The sections which were primarily of interest to me showed the attitudes it showed of people before the "environmental age" to the world around them. The natural world was something dark, mysterious, needing to be controlled. I think this is an important message, that people don't naturally have an affinity for the environment, that many people wouldn't see why they shouldn't kill the last members of some species if it means they could get a bigger car.  Continually work needs to be done to imbue people with an understanding of the beauty of nature and their interconnectedness with it.

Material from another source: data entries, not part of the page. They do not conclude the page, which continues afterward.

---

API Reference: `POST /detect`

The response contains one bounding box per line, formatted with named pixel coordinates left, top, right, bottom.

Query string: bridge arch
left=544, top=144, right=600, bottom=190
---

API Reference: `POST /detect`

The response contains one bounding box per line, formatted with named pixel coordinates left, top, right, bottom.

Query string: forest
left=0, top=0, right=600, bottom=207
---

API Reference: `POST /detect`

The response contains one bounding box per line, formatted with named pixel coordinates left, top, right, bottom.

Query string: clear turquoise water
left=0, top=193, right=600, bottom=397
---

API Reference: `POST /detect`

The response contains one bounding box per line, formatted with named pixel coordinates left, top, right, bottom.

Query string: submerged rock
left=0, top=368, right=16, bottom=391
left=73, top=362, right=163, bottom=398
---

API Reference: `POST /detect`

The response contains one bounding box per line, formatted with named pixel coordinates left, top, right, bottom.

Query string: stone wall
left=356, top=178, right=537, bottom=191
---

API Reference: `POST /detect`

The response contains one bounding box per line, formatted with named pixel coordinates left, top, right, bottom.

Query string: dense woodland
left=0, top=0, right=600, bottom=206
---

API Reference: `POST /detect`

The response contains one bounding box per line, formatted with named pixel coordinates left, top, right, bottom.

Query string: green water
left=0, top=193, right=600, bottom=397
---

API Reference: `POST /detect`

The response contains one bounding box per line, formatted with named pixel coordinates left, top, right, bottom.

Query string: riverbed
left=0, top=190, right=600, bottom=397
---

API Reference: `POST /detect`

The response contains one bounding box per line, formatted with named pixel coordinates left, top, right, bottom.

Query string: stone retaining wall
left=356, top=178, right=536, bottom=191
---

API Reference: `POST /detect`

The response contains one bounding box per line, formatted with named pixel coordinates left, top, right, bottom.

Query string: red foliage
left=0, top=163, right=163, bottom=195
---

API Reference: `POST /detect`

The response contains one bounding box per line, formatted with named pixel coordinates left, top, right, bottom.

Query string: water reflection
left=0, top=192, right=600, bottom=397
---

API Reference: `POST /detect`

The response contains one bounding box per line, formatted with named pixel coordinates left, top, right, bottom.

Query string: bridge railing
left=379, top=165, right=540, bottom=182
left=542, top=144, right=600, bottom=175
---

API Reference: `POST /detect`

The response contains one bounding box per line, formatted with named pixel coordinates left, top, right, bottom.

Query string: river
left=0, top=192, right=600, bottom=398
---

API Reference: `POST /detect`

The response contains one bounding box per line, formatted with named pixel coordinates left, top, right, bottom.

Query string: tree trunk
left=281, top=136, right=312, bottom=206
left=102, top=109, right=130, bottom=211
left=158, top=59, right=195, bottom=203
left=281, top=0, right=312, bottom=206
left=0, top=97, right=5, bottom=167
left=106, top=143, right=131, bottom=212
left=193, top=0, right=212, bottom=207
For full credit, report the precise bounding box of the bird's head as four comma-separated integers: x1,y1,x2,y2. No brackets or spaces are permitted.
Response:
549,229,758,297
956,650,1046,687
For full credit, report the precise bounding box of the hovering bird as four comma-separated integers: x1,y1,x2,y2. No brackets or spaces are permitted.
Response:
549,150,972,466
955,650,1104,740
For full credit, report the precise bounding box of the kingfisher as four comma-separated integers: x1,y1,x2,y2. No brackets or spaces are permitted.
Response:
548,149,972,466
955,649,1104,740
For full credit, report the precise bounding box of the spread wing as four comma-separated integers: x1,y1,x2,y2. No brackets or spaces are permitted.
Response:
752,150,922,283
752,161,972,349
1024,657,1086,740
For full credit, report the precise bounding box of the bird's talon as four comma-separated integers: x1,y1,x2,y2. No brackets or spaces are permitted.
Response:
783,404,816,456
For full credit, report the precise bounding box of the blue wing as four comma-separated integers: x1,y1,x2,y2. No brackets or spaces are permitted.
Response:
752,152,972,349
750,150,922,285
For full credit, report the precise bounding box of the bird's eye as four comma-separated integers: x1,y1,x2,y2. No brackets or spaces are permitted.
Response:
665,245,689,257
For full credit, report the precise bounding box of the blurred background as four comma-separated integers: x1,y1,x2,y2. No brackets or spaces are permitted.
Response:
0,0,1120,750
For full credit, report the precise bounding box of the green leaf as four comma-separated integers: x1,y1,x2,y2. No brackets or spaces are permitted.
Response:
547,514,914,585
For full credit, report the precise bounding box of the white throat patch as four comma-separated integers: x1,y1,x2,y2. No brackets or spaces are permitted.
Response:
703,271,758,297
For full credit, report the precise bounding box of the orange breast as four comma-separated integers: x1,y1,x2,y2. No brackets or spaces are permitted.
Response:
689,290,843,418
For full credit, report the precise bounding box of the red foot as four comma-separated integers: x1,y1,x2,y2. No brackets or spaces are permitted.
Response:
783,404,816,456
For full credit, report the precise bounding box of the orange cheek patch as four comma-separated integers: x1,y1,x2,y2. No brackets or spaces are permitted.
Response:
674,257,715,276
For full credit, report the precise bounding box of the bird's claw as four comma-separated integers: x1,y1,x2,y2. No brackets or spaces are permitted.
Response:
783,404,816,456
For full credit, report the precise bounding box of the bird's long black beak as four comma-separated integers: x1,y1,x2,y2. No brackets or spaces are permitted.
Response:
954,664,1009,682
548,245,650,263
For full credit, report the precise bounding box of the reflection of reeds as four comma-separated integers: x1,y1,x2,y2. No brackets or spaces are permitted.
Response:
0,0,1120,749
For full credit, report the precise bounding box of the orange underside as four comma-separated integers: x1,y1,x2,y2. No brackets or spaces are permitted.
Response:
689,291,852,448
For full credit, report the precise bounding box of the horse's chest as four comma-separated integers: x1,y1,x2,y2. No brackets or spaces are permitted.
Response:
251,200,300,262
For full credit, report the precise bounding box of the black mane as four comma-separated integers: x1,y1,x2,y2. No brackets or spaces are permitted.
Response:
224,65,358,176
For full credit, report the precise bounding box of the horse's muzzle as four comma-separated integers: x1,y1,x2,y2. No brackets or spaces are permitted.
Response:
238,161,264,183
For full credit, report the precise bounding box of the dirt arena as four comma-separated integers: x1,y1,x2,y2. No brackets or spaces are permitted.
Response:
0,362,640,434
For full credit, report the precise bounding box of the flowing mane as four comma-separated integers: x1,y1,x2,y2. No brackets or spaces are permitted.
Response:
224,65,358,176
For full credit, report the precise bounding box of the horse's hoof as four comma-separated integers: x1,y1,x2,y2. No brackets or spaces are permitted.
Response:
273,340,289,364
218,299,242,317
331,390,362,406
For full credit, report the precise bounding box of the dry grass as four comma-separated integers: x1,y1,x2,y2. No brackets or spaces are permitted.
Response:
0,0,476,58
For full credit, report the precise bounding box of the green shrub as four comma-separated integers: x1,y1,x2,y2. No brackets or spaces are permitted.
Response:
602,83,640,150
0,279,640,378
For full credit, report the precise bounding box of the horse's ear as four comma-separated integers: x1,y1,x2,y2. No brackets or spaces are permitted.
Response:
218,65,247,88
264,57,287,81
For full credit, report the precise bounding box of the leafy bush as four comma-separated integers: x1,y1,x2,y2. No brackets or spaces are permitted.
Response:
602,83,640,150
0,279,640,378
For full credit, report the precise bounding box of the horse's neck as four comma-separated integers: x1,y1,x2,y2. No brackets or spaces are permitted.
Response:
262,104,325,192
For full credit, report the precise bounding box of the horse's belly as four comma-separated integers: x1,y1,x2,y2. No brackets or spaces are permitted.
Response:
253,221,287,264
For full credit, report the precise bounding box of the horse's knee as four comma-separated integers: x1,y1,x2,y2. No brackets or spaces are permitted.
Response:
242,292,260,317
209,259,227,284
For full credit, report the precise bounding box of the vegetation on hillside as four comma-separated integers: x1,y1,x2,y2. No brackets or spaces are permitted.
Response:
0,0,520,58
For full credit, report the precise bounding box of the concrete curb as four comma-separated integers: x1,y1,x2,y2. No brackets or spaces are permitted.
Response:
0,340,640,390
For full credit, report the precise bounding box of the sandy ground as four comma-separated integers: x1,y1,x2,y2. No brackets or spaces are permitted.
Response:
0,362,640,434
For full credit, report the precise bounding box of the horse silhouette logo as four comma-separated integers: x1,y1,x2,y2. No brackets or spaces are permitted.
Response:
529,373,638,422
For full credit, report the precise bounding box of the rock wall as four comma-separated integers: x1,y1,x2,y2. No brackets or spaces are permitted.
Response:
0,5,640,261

The main thing which has echoed in my mind since reading it is the primary importance of food in the human story. I guess it's a sign of my own alienation from the production of food, as so many of us are in this society, which made reading a book like this so corrective to my historical view. This tale of the primary importance of our relationship with the environment in the fundamental task of feeding ourselves is also a warning for the modern age. Many of the greatest civilisations in human history had soil depletion as a primary cause in their downfall.

The general outline of how this happens is quite simple, the population grows to whatever point can be sustained by the available nutrition, the higher the population grows, the more pressure is placed on existing farmland to produce higher yields, the higher yields deplete the soils of the nutrients required to produce the crops, farm yields crash, the civilisation weakened thus fades into history or is overtaken by outsiders.

We have technology which can increase our production of more crops from less land, and extend the exploitation of the natural world into new areas. If we ignore the cost this inflicts on the environment however, we may put off the inevitable biological response to over-exploitation for some time, but not indefinitely.

In the Anthropocene the green history of the world is our history.  We are a piece of the environment and a book like this is an important lesson for reminding ourselves of that.  One of my favourite books for the new perspective it gave me on the world around us.